アルテミアは、チェンジ・ザ・ハートを槍タイプに変える。


脇に挟み、いつでも女神の一撃を撃てる体勢を取る。


「それは、この世界では通用しないと…分かったはずだが」


蘭丸は、一歩足を前に出した。


逆に、アルテミアは一歩下がる。


「お前は、すべて…分かってるはずだ」


蘭丸は、プレッシャーをかけながら、ゆっくりと間合いを詰める。


「今の自分を」


アルテミアがいた場所に、微かに砂が落ちていた。


「今の自分の弱さを」


「あたしは、弱くない!」


叫んだアルテミアの髪から、砂が落ちていく。


「そうだ…。だから、私達とともに」


蘭丸は、アルテミアに手を差し伸べた。


アルテミアは絶句し、


「な…。

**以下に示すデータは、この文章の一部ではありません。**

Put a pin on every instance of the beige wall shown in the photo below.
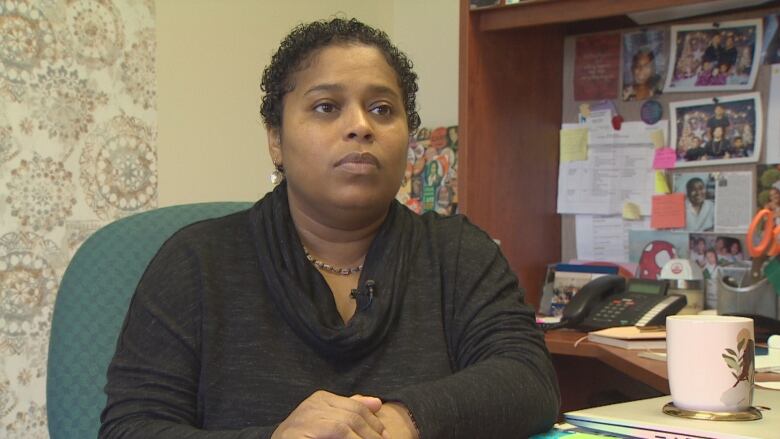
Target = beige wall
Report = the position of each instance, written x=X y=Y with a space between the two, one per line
x=428 y=32
x=210 y=55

あたしは…あんたに、確かめたい事があるだけなんだ!」


アルテミアの動揺した姿を、ヘリを見送っていた信長が横目で見て、口元を緩めた。


「ヴァンパイア・キラーのことか?」


蘭丸は、笑いかけた。


「お前が知りたいのは、ヴァンパイア・キラーの在処だろ」


両手を広げ、無防備な様子で、蘭丸はアルテミアに近付いていく。


「そうだ!お前なら、知ってるはずだ!」


強気な口調でありながら、アルテミアの体の震えが止まらない。


「知らぬと、昔言ったはずだが?」


「お前は、安定者だっただろ!」


「ああ」


蘭丸は微笑みながら、アルテミアを凝視し、


「ティアナと同じな」


その名前をきいて、アルテミアは言葉を失う。


「きいていないのか?自分の母親から」


蘭丸の言葉を、アルテミアは最後まで聞かなかった。


広間の壁を雷撃で破壊すると、そのままエンジェル・モードに変わり、安土城から飛び去っていった。


まるで、逃げるように。


「人に憧れる…女神か…」


雲も、太陽もない空を、飛んでいくアルテミアの後ろ姿を、悲しげに見送りながら、蘭丸は呟いた。


「!?」


いつのまにか、蘭丸の左隣に、信長が立っていた。


大きく開いた穴から、風が入ってきて、二人に吹き付けた。


「追いますか?」


蘭丸は、信長を見ずに、きいた。


「いや…今日は、捨て置け」


信長は、剣を鞘におさめた。


すると、壁はもとに戻り、城自体も安定を取り戻した。